Pts (≥18 yrs) with previously treated, metastatic NSCLC (sq or non-sq histology) with activated PI3K pathway (defined as PIK3CA mutation and/or PTEN mutation and/or PTEN-negative staining [<10% protein expression at 1+ by IHC] in archival/fresh biopsy) received once-daily, oral buparlisib (100 mg/day). Primary objective: to determine PFS rate at 12 wks in each group. The study will not progress to Stage 2 if the futility criterion (PFS rate <50% at 12 wks) is met.

Results

Thirty pts had been treated in each histologic group at the time of FA (>1200 pts screened). In the sq group, 21 pts were male (median age: 65.5 yrs); in the non-sq group, 19 pts were male (median age: 62.0 yrs). Median treatment exposure was 6.9 (sq group) and 7.2 (non-sq group) wks. Median PFS was 2.79 (95% CI: 1.38, 4.11) and 2.69 (95% CI: 1.41, 2.89) months for the sq and non-sq groups, respectively. PFS rate at 12 wks was 23.3% (95% CI: 9.9, 42.3) for the sq group and 20.0% (95% CI: 7.7, 38.6) for the non-sq group. Best overall responses (RECIST 1.1): partial response (1 pt [3.3%] in each group), stable disease (14 pts [46.7%] in each group), progressive disease (7 pts [23.3%] sq / 9 pts [30.0%] non-sq), unknown (8 pts [26.7%] sq / 6 pts [20.0%] non-sq).
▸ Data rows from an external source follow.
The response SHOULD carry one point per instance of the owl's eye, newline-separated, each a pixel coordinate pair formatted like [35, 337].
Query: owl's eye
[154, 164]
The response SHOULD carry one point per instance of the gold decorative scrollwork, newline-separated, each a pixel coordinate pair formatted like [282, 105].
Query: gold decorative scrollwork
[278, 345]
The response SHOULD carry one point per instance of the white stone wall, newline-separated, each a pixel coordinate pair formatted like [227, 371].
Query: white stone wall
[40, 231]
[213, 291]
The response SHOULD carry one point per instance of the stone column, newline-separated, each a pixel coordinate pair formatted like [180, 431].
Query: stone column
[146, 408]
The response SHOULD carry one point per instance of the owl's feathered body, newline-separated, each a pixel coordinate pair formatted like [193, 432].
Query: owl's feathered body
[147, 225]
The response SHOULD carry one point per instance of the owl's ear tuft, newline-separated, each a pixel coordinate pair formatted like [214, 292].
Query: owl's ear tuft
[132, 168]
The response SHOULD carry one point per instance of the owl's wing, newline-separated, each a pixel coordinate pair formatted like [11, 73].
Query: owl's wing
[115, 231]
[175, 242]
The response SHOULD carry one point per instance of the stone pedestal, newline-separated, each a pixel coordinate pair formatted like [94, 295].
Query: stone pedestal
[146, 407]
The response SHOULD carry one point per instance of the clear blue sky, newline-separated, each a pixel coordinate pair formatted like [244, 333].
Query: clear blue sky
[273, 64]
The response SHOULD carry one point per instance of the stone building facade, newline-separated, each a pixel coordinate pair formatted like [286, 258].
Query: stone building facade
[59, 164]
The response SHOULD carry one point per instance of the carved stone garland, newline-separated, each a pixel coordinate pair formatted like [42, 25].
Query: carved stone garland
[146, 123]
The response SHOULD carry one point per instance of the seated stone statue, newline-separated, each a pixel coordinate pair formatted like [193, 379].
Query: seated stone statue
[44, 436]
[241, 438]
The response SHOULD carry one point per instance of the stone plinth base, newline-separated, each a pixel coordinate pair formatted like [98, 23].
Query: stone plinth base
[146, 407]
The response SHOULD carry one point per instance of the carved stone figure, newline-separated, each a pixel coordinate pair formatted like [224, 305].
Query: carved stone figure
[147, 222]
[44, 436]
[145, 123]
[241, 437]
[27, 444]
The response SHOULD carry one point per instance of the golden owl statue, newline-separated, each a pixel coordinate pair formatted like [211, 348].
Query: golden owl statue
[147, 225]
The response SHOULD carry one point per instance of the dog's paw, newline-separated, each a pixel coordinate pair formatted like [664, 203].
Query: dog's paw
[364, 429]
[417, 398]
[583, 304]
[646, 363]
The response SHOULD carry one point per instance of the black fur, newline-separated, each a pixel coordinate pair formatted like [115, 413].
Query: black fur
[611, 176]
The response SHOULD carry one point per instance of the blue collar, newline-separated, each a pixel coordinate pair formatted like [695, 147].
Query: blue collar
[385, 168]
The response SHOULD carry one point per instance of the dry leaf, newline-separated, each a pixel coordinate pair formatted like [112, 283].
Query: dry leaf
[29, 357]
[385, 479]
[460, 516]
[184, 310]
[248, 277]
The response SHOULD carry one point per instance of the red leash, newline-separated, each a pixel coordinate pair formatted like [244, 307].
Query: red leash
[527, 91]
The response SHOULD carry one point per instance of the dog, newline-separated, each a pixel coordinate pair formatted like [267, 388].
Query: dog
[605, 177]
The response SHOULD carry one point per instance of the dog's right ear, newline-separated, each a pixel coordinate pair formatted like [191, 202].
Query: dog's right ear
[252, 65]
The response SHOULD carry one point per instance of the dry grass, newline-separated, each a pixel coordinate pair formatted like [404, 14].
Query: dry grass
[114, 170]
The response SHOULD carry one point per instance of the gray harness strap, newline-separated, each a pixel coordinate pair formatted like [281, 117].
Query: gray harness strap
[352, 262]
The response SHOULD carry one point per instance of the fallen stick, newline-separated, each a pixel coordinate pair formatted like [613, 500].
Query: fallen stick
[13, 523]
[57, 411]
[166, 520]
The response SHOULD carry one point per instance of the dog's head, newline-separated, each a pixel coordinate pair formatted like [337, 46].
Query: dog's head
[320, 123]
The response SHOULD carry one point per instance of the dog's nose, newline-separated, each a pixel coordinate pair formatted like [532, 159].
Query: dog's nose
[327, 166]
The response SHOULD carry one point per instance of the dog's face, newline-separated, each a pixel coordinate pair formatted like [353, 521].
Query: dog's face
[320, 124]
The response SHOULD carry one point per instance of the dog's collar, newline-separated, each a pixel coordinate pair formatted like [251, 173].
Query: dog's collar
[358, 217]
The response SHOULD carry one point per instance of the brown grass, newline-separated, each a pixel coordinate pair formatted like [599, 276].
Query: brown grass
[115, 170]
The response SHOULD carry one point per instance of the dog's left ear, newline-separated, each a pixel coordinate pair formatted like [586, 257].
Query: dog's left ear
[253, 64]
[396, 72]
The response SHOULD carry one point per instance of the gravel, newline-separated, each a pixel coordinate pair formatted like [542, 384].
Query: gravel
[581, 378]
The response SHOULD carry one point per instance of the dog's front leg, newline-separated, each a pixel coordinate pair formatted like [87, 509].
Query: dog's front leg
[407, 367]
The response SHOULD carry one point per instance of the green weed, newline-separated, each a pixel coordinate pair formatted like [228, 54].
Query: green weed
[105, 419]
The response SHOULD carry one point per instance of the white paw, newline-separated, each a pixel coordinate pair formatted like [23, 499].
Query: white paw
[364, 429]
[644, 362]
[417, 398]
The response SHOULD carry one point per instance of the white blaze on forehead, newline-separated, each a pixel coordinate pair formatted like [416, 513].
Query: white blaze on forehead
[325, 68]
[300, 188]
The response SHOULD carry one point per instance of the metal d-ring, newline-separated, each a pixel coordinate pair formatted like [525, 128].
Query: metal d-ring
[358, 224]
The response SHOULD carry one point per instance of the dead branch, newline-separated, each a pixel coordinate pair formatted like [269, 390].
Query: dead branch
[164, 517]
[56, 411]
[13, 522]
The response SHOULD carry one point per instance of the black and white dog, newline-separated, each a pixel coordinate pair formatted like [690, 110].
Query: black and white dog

Most common (≥30%) AEs possibly related to study drug: hyperglycemia (36.7%), pruritus (33.3%), diarrhea (30%), and nausea (30%) for sq, and asthenia (30%) for non-sq.

Conclusions

In this PI3K pathway-activated group of NSCLC pts, the futility criterion in Stage 1 was met in both histology groups. Thus, enrollment of Stage 2 was not initiated. Results of this study are in line with previous observations where single agents targeting the PI3K pathway have shown marginal activity. Studies of buparlisib in combination with docetaxel in pts with sq NSCLC are ongoing.

Disclosure

J. Soria: - Research funds from Novartis (Instititution) - Compensated advisory board Novartis F. Grossi: Novartis advisory board; E. Felip: Advisory Board: BI, Novartis, Roche, BMS, Lilly; M. Thomas: AD-Board honoraria: Novartis, Roche, Lilly, BMS Speaker honoraria: BMS, Lilly; P. Roussou: - Novartis employee - Shares in Novartis; G. Atalla-Vidam: Novartis employee; P. Aimone: Novartis employee. All other authors have declared no conflicts of interest.